Crohns combination drug treatment shows positive results

(RxWiki News) Crohn's Disease has no known cure. The best doctors can do is safely and effectively treat the disease, but every treatment has its side effects.

One popular treatment for Crohn's is a combination therapy, using two immune-suppressing medications. These drugs have a reputation for lowering the body's resistance to infections.

But a new study has found that the benefits of the combination outweighs the risks.

"Ask your doctor about combination therapy for Crohn's."

The study was led by Cory A. Siegel, M.D., of the Dartmouth-Hitchcock Inflammatory Bowel Disease Center in Lebanon, New Hampshire. His team looked at combination therapy with infliximab and azathioprine (IFX/AZA), known by the trade names Remicade and Imuran, respectively.

These drugs work by suppressing the immune system response that causes painful inflammation for people with Crohn's, a chronic inflammatory condition, usually affecting the intestinal tract.

Previous studies have found that the IFX/AZA combination works better for patients than either drug taken on its own. But there have been cases where patients have developed serious infections.

Dr. Siegel's team constructed a decision model to determine whether the risks of prescribing this combination outweighs the benefits, and vice versa.

They used data from one year of the Study of Biologic and Immunomodulator-Naive Patients With Crohn's Disease, nicknamed SONIC.

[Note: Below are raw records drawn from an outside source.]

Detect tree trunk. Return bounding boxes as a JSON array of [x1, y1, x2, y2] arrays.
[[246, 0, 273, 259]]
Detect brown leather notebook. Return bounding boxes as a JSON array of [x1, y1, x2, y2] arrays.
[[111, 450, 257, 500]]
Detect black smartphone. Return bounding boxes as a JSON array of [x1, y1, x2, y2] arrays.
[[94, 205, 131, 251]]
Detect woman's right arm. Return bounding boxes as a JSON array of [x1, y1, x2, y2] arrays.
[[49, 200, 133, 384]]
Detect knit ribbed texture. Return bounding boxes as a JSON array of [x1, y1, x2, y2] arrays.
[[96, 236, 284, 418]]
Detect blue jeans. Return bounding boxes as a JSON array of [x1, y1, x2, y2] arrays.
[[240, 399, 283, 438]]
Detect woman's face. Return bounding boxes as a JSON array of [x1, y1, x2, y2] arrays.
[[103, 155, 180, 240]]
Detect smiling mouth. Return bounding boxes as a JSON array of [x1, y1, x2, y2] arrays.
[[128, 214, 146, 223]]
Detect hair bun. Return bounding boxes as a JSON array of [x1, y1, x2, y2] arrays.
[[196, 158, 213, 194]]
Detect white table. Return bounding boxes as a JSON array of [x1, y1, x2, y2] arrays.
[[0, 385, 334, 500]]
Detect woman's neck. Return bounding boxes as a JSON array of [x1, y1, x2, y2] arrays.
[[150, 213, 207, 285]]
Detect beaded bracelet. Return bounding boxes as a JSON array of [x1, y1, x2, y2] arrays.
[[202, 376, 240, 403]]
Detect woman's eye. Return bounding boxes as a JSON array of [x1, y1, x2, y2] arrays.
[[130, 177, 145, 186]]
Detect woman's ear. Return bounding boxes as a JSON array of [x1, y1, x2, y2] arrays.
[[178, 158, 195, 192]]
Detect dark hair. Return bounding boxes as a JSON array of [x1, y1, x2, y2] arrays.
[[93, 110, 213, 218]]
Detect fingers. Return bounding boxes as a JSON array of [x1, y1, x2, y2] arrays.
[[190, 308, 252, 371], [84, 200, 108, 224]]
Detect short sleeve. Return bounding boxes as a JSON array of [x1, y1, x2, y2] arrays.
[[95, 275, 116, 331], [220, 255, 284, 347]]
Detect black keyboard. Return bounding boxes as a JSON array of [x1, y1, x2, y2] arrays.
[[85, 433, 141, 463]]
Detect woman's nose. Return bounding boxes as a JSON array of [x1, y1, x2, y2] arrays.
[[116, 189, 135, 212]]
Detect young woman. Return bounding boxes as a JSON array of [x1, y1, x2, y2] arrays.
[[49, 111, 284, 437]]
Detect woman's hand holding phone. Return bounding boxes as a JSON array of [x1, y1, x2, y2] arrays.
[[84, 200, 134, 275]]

The researchers used their model to analyze the benefits and risks for each patient.

Their results were firmly in favor of the combination treatment. They found that there would have to be more adverse medical events than seem clinically possible in order for the risks to outweigh the benefits.

Specifically, 20 percent or more of the patient population would have to get infections, or 3.9 percent of the patients would have lymphoma, in order for the study authors to advise against the treatment.

These estimates were five-fold and 65-fold greater than the base case estimates, they wrote in their paper.

Dr. Siegel and his team concluded that treatment with IFX/AZA was more effective than IFX alone, in the period of one year. Importantly, they found that the potential benefit of the therapy to a patient was much greater than the potential risk.

The study appeared online in December 2011, in the journal Clinical Gastroenterology and Hepatology.

Several authors disclosed financial relationships with pharmaceutical companies, including Abbott, Elan, Centocor, and Merck.